Kinal menoleh pada Talitha. "Emangnya ada lubang atau apa gitu ya di sekolah kita ini?"
Talitha mengangkat bahu. "Setahu gue sih gak ada."

"Lah? Trus tuh anak jatuh di mana?" tanya Kinal.

"Mana gue tau. Yuk, Nal. Kita ke kelas," sahutnya sambil menarik tangan Kinal untuk segera berlalu dari sana.

"Duluan ya Alva," Kinal nyempat-nyempatin pamit. Beda dengan Talitha. Cewek itu menoleh pada Alva aja enggak.

Alva menganggukkan kepalanya. Diam-diam ia menghela nafas.

***

Besoknya.

"Hah??? Mila sama geng-nya ngeroyok elo, Pril???" Talitha dan Kinal sontak heboh setelah Prily selesai menceritakan kejadian kemarin.

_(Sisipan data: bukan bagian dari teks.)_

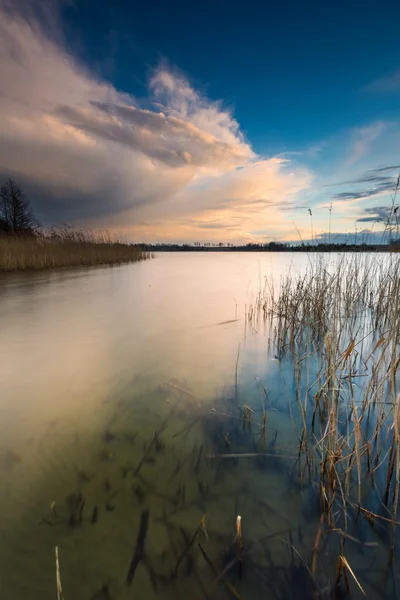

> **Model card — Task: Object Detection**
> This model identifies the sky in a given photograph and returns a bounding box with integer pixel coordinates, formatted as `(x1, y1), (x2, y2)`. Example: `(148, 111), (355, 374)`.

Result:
(0, 0), (400, 244)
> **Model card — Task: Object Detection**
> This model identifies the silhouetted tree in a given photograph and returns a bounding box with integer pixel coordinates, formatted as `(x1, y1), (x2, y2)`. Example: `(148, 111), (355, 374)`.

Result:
(0, 179), (38, 234)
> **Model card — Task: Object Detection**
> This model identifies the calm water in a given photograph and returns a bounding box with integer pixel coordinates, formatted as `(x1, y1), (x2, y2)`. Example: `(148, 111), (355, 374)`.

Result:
(0, 253), (396, 600)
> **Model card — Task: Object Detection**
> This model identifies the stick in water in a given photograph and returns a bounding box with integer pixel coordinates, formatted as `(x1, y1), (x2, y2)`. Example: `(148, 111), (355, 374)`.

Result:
(126, 510), (150, 585)
(56, 546), (64, 600)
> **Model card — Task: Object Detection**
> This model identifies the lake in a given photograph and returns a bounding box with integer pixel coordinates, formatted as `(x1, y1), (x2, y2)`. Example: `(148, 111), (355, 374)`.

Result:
(0, 252), (400, 600)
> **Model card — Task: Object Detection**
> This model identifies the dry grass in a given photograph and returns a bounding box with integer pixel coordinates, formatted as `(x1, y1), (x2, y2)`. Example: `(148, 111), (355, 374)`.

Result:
(0, 227), (150, 271)
(248, 255), (400, 571)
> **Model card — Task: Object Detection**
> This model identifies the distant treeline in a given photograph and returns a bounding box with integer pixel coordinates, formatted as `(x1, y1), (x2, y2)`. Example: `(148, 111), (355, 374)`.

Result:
(137, 242), (400, 252)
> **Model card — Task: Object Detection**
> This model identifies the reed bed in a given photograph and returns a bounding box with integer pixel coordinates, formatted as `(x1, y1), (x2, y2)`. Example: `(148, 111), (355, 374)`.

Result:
(0, 227), (150, 271)
(247, 255), (400, 589)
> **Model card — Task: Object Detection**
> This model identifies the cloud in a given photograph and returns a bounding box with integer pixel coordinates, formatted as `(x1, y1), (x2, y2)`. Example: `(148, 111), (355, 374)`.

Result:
(347, 121), (388, 164)
(357, 206), (392, 223)
(0, 5), (312, 240)
(333, 179), (395, 200)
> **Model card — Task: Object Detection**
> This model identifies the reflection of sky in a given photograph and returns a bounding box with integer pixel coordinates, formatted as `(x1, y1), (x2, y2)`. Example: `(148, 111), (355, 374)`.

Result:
(0, 254), (307, 441)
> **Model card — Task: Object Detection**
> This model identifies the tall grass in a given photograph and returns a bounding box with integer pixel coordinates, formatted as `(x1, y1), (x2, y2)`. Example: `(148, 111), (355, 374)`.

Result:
(248, 255), (400, 578)
(0, 227), (150, 271)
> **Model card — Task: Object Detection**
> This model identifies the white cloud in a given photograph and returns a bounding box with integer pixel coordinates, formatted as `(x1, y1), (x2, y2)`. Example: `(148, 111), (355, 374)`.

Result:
(0, 10), (311, 239)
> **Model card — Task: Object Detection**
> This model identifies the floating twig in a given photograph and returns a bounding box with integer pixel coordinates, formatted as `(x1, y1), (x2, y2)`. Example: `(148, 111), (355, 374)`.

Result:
(126, 510), (150, 585)
(55, 546), (64, 600)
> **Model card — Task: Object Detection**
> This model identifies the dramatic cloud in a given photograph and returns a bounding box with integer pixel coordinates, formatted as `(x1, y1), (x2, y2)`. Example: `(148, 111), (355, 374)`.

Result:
(333, 179), (394, 200)
(0, 3), (312, 240)
(347, 121), (388, 164)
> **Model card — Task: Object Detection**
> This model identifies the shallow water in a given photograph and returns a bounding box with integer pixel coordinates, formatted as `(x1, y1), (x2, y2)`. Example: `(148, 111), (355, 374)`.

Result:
(0, 253), (400, 600)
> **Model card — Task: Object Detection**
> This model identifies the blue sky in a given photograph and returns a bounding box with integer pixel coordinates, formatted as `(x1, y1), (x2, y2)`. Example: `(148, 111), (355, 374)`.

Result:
(0, 0), (400, 242)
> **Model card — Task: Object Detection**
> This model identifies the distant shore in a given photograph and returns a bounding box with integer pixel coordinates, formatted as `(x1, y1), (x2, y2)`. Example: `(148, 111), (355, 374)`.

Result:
(0, 236), (150, 272)
(136, 242), (400, 252)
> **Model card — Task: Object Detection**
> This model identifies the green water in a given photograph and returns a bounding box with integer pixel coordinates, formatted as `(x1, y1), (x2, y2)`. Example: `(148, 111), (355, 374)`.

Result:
(0, 253), (399, 600)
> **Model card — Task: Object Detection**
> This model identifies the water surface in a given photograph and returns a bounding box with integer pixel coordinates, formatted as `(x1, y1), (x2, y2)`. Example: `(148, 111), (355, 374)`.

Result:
(0, 253), (395, 600)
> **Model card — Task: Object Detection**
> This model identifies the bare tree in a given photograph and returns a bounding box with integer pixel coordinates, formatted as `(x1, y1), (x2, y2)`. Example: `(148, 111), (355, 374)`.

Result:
(0, 179), (38, 234)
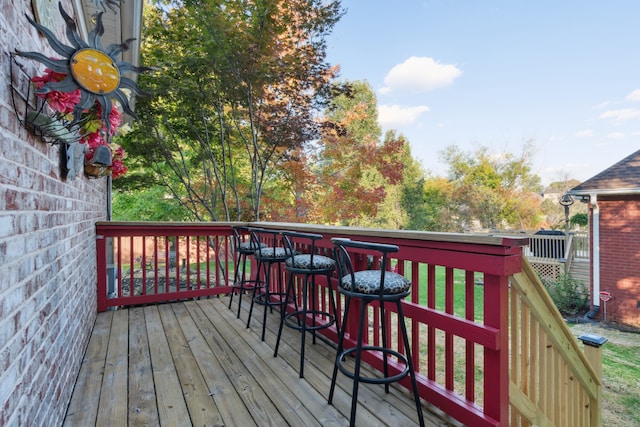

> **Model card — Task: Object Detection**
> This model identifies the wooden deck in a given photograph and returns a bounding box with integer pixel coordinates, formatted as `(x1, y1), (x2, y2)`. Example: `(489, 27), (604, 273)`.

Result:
(64, 297), (456, 427)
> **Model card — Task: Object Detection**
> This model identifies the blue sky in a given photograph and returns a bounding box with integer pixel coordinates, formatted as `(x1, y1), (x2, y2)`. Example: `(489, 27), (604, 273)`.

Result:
(328, 0), (640, 184)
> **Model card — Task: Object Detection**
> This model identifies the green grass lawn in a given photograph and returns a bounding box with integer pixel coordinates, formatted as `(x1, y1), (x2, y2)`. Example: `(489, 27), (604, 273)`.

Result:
(569, 323), (640, 427)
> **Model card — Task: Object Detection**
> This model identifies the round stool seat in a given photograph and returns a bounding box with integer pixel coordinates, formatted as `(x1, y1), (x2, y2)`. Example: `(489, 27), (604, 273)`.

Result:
(254, 246), (288, 261)
(340, 270), (411, 296)
(284, 254), (336, 271)
(238, 241), (267, 254)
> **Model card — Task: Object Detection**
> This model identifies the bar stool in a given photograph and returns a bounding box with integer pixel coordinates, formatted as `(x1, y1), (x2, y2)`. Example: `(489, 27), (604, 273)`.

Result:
(247, 228), (293, 341)
(229, 226), (264, 318)
(273, 231), (338, 378)
(328, 239), (424, 426)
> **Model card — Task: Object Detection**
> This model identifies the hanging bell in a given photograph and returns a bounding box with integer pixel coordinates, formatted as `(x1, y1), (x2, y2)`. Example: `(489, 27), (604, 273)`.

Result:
(91, 145), (111, 167)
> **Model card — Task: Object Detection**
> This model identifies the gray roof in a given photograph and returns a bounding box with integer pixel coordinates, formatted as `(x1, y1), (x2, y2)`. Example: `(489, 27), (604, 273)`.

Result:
(567, 150), (640, 196)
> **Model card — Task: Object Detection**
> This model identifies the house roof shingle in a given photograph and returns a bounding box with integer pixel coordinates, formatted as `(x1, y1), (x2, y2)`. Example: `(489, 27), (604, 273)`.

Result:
(567, 150), (640, 196)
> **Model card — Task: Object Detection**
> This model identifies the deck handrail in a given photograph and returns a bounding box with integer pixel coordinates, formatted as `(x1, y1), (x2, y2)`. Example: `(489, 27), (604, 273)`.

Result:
(509, 259), (602, 427)
(96, 222), (598, 427)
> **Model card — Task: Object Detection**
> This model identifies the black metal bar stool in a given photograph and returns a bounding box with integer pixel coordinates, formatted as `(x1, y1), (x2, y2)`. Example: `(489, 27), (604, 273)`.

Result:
(328, 239), (424, 426)
(247, 228), (293, 341)
(229, 226), (264, 318)
(273, 231), (338, 378)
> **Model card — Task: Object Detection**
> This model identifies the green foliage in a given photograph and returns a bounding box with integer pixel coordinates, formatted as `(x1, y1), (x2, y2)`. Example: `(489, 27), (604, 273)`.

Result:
(542, 273), (589, 316)
(112, 185), (195, 221)
(125, 0), (342, 224)
(442, 142), (541, 231)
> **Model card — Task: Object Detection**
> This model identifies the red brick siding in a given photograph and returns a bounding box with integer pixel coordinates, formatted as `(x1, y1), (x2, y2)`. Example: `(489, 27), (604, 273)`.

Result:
(598, 197), (640, 326)
(0, 0), (106, 426)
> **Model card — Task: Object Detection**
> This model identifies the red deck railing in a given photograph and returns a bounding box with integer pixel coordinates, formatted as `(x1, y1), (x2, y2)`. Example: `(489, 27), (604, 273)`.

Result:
(96, 222), (527, 427)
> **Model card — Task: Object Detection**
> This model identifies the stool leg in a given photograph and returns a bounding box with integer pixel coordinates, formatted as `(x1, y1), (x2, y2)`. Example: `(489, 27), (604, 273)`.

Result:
(396, 300), (424, 427)
(246, 260), (267, 328)
(300, 274), (316, 378)
(349, 301), (368, 427)
(327, 296), (351, 404)
(304, 274), (318, 345)
(380, 301), (389, 394)
(260, 262), (271, 341)
(273, 274), (295, 357)
(327, 273), (340, 333)
(229, 253), (243, 309)
(234, 254), (249, 319)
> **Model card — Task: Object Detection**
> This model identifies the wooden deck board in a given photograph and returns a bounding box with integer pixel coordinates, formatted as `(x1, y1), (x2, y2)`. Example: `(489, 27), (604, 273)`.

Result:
(65, 298), (458, 427)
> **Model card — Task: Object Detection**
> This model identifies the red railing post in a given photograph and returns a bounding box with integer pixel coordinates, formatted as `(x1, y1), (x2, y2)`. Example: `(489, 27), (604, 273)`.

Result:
(96, 230), (107, 312)
(484, 274), (509, 425)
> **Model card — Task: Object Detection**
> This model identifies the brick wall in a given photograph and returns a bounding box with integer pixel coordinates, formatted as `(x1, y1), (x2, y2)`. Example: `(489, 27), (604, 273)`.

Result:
(0, 0), (107, 426)
(598, 197), (640, 327)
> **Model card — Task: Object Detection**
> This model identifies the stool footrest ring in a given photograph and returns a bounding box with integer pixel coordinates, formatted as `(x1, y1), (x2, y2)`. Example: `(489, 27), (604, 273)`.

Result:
(284, 310), (336, 331)
(253, 292), (293, 306)
(231, 280), (264, 291)
(336, 345), (409, 384)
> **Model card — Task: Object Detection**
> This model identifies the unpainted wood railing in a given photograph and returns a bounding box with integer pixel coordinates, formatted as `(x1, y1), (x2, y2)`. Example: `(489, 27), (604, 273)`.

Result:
(509, 259), (602, 427)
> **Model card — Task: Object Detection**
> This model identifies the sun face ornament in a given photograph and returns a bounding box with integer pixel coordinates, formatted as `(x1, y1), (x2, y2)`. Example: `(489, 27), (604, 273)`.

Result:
(16, 3), (149, 133)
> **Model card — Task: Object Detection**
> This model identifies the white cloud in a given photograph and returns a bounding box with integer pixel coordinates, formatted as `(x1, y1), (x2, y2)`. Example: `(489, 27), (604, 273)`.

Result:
(380, 56), (462, 94)
(600, 108), (640, 124)
(607, 132), (625, 139)
(378, 104), (429, 129)
(627, 89), (640, 101)
(576, 129), (593, 138)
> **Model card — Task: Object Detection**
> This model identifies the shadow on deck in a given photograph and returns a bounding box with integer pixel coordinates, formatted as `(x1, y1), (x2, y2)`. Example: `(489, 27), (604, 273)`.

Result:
(64, 297), (458, 427)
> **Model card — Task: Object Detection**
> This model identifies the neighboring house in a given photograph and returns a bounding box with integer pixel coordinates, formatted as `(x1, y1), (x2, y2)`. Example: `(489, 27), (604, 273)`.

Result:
(0, 0), (142, 426)
(567, 150), (640, 327)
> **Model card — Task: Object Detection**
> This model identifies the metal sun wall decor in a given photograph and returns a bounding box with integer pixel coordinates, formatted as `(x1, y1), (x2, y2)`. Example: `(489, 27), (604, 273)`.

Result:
(16, 0), (149, 179)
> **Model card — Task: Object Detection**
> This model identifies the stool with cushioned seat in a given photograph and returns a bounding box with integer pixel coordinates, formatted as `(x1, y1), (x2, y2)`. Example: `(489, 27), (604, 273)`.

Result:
(247, 228), (293, 341)
(273, 231), (338, 378)
(229, 226), (264, 318)
(328, 239), (424, 426)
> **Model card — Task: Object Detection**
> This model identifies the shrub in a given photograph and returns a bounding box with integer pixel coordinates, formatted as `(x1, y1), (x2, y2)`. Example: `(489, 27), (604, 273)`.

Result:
(542, 273), (589, 316)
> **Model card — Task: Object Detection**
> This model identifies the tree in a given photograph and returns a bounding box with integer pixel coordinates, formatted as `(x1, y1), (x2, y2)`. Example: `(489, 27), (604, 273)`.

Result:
(442, 142), (541, 229)
(117, 0), (342, 220)
(313, 81), (406, 226)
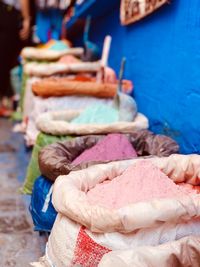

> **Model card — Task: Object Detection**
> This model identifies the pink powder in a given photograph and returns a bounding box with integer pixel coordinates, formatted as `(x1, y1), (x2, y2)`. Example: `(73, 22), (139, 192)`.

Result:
(72, 134), (137, 165)
(87, 160), (195, 208)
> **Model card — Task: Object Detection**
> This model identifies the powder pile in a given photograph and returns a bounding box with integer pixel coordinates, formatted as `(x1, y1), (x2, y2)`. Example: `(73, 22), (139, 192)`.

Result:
(87, 160), (194, 208)
(72, 134), (137, 165)
(71, 104), (119, 124)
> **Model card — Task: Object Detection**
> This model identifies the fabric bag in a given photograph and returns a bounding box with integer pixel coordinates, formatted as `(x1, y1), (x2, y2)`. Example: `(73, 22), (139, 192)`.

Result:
(33, 155), (200, 267)
(36, 110), (149, 135)
(38, 130), (179, 182)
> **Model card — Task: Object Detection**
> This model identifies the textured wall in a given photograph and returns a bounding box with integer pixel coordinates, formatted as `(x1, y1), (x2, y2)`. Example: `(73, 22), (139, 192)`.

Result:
(86, 0), (200, 153)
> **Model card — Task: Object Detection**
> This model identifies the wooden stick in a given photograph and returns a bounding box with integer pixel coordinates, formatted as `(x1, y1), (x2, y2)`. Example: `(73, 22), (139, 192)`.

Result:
(97, 35), (112, 82)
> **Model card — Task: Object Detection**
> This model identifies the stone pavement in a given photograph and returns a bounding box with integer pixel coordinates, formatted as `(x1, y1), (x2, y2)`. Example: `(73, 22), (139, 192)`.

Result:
(0, 120), (45, 267)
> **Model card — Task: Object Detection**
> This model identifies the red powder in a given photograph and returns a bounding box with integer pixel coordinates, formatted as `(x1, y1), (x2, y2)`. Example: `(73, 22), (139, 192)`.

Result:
(72, 134), (137, 165)
(87, 160), (195, 208)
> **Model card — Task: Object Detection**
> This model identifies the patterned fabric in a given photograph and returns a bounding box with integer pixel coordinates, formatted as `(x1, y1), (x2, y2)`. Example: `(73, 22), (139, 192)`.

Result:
(2, 0), (20, 10)
(36, 0), (71, 10)
(72, 227), (111, 267)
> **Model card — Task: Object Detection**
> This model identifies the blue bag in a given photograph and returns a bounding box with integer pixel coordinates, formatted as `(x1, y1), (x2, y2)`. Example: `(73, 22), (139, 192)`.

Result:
(29, 176), (57, 232)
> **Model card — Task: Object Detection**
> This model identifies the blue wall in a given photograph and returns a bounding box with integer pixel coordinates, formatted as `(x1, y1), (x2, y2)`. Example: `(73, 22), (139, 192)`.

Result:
(85, 0), (200, 153)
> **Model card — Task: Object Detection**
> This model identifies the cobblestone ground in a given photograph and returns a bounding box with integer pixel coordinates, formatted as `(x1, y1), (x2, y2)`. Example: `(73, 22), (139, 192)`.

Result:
(0, 120), (45, 267)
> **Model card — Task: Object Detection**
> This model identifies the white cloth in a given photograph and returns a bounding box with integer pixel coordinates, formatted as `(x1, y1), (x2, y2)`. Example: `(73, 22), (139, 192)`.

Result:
(2, 0), (21, 10)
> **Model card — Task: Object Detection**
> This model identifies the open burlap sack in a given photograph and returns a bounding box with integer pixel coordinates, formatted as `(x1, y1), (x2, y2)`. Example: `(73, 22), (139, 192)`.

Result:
(21, 47), (83, 61)
(99, 236), (200, 267)
(31, 155), (200, 267)
(36, 110), (148, 135)
(38, 130), (179, 181)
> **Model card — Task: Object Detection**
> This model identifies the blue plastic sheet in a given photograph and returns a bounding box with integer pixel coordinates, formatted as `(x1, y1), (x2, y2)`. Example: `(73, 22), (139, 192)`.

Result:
(29, 176), (57, 232)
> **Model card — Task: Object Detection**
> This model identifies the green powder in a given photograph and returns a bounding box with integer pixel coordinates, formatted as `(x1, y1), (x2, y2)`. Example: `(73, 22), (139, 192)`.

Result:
(72, 104), (119, 124)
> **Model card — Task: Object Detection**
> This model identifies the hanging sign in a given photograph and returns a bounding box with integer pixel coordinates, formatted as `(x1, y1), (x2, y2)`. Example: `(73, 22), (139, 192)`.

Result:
(120, 0), (169, 25)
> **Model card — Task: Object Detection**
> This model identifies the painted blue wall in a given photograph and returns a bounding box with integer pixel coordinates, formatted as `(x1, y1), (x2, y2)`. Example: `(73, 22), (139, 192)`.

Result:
(82, 0), (200, 153)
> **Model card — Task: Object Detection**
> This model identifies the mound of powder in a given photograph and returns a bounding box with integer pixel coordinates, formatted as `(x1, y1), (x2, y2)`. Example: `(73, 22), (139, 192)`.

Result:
(72, 134), (137, 165)
(87, 160), (195, 208)
(71, 104), (119, 124)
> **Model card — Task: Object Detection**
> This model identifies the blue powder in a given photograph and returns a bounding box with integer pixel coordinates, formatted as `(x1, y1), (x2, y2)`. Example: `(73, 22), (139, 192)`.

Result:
(71, 104), (119, 124)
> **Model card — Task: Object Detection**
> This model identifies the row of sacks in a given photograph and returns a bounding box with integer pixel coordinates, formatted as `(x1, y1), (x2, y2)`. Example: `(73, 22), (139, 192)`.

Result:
(18, 37), (200, 267)
(27, 130), (179, 232)
(32, 154), (200, 267)
(20, 39), (134, 146)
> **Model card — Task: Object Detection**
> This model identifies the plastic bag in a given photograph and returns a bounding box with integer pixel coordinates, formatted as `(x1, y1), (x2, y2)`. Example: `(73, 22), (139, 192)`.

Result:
(29, 176), (57, 232)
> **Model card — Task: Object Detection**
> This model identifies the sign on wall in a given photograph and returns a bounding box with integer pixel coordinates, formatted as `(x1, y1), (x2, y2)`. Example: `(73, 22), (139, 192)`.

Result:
(120, 0), (169, 25)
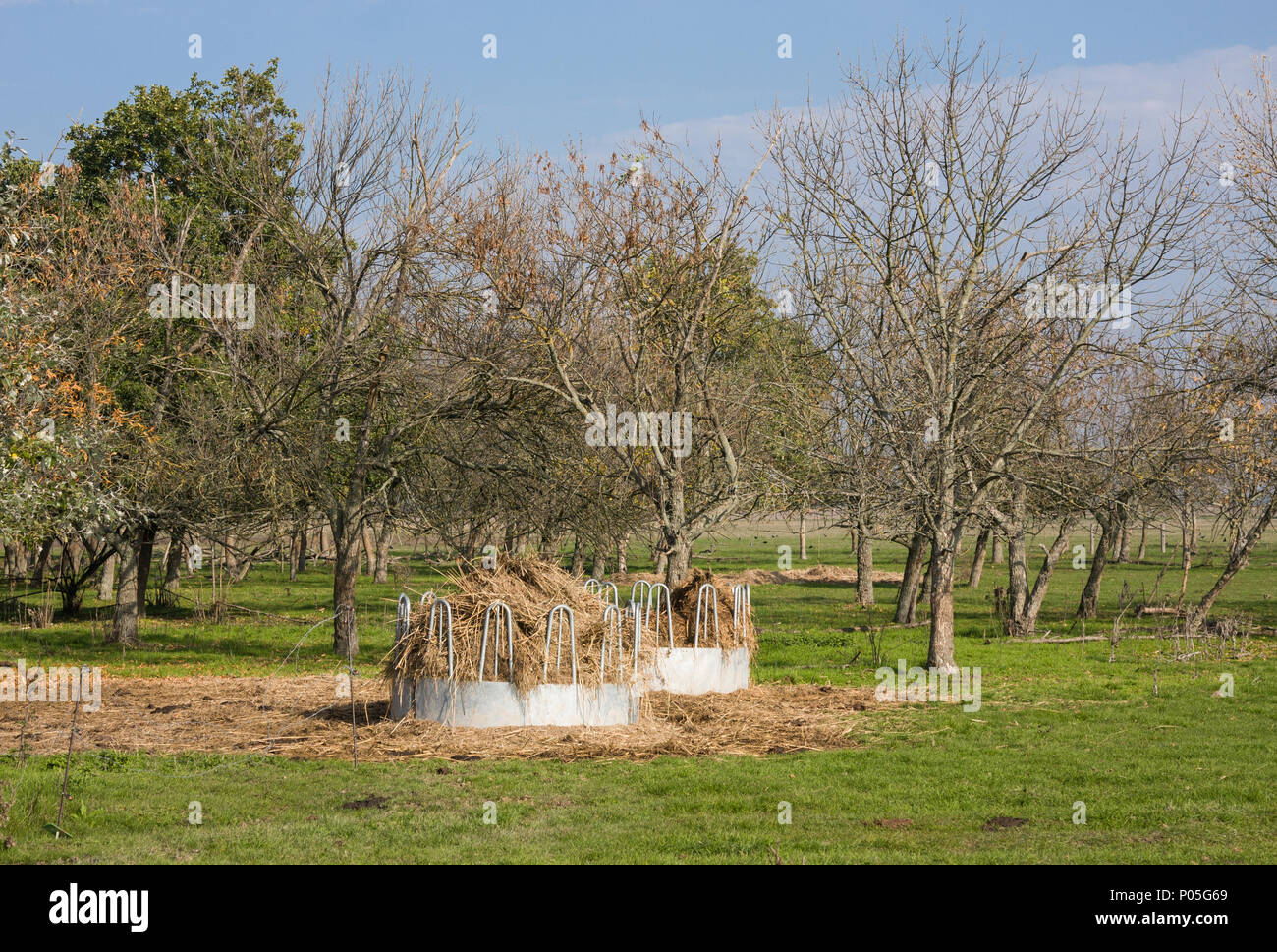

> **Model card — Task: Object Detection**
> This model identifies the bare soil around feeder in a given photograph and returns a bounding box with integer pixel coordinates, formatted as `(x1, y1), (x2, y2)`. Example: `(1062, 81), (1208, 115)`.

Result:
(0, 676), (895, 761)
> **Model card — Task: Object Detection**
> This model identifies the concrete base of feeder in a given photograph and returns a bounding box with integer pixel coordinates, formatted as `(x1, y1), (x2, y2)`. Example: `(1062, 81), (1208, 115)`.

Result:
(391, 677), (639, 727)
(645, 647), (750, 694)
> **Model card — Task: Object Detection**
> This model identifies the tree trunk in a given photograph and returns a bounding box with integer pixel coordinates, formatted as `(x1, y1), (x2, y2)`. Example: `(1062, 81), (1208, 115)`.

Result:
(895, 531), (927, 625)
(1180, 503), (1196, 603)
(665, 534), (693, 591)
(30, 539), (54, 586)
(106, 539), (138, 645)
(856, 523), (873, 607)
(1006, 516), (1078, 638)
(97, 553), (120, 602)
(1188, 500), (1277, 634)
(967, 529), (992, 588)
(138, 528), (156, 619)
(332, 515), (361, 658)
(359, 523), (378, 579)
(163, 535), (187, 591)
(222, 535), (239, 579)
(373, 515), (395, 584)
(927, 539), (958, 673)
(1078, 518), (1116, 619)
(617, 532), (630, 574)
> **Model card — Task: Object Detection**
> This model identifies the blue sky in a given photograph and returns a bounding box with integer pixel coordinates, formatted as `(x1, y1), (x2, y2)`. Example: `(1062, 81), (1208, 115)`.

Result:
(0, 0), (1277, 167)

"Ssssttt!!" Prily dengan cepat menutup mulut kedua sahabatnya itu. Ia lalu menoleh ke sekitarnya, untunglah saat itu kelas masih sepi karena hari masih pagi, belum banyak teman sekelasnya yang datang. "Heh, jangan keras-keras, ntar ada yang dengar gimana?"

Talitha melepaskan tangan Prily dari mulutnya. Hal yang sama yang juga dilakukan oleh Kinal. Talitha bahkan langsung bangkit dari kursi sehingga kursinya hampir saja jatuh akibat gerakan mendadaknya.

"Ntar kedengeran yang lain gimana maksud lo? Justru kita harus hebohin soal ini. Biar cewek-cewek itu tau rasa!"

"Tapi Tha gue-"

"Mereka di kantin kan? Biar gue labrak mereka sekarang juga!" Talitha beringsut dan bermaksud keluar dari kelas namun Prily menahan tangannya.

"Tha, jangan!" Prily menggeleng dengan kuat. "Gue gak mau anak-anak lain pada tau. Udah, lo gak usah ngelabrak mereka."

"Gak bisa gitu dong, Pril. Mereka itu harus dibalas!"

"Tha, please..." Prily memandang Talitha dengan pandangan memohon. "Gue gak mau ada keributan. Malu. Masa ribut gara-gara cowok sih?"

"Tapi kan Pril-"

Kinal menyentuh bahu Talitha. Ia juga memandang sahabatnya yang tengah emosi itu. "Hargai keputusannya Prily, Tha."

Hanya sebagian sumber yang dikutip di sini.